Nano and Biomaterials, Manufacturing and Quality Control

The Nanomedicine Manufacturing Laboratory (NML) at Duquesne University, supported by multiple federal awards, develops and scales advanced nano- and biomaterial platforms for therapeutic delivery, multimodal imaging, and oxygen transport applications. The laboratory integrates materials science, pharmacology, and bioengineering to engineer reproducible, sterile formulations that meet rigorous quality and safety standards for both in vitro and in vivo studies.

The Nanomedicine Manufacturing Laboratory operates under implemented Quality-by-Design (QbD) principles, embedding controlled manufacturing workflows and predefined release specifications into every project. Each formulation undergoes comprehensive physicochemical and biological characterization—including stability, performance, and safety assessments—prior to distribution to collaborating institutions for translational evaluation. This integrated manufacturing-to-validation framework enables the development of targeted pain nanomedicines; oxygen-carrying nanoplatforms tailored for human tissue and organ machine-supported preservation; and multifunctional imaging agents for immune cell tracking across diverse disease and injury models.

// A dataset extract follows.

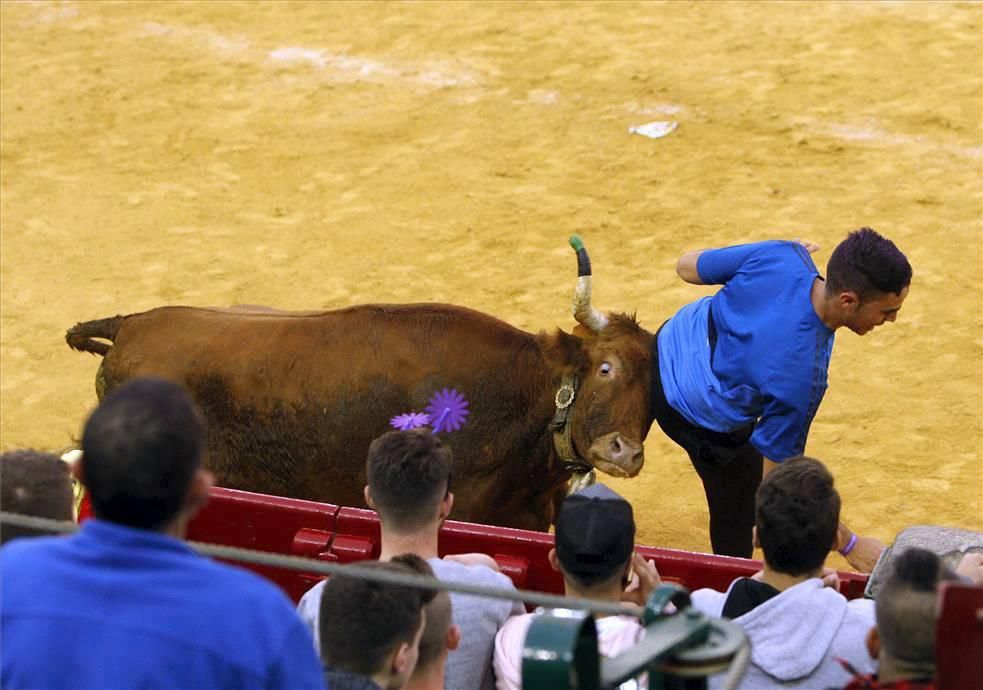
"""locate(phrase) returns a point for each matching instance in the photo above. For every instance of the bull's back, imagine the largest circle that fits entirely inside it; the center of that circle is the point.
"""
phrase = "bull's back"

Through sustained partnerships with federal agencies, industry collaborators, and national and international academic institutions, the Nanomedicine Manufacturing Laboratory advances innovation at the interface of nanotechnology, therapeutics, and regenerative medicine.

Research Areas

Nanomedicine Manufacturing Laboratory (NML) is a materials-focused research and manufacturing laboratory specializing in the sterile production of nanomaterials and biomaterials for imaging, drug delivery, and oxygen delivery. The Nanomedicine Manufacturing Laboratory manufactures nanoemulsions, microemulsions, micelles, colloidal dispersions, solid lipid nanoparticles, and hydrogel-based biomaterials, with routine production at the liter scale using controlled, reproducible processes.

All materials are produced under defined manufacturing workflows with embedded Quality-by-Design (QbD) principles. The Nanomedicine Manufacturing Laboratory conducts in-house material characterizations, pharmacological testing, and quality control, including batch-release testing prior to delivery to collaborating laboratories across the USA and abroad. Products are manufactured as sterile formulations when required and prepared for local, parenteral, or implantable use depending on the application.

The Nanomedicine Manufacturing Laboratory maintains a comprehensive product-tracking and quality-monitoring systems for all nanomedicine and biomaterial products developed under collaborative projects. Each product is uniquely coded, documented, tested, and released to collaborating laboratories only after a Certificate of Analysis (CoA) is issued. All collaborating sites are required to execute a Material Request Form, enabling continued quality control monitoring across the full product lifecycle—from manufacture through study completion and post-use assessment.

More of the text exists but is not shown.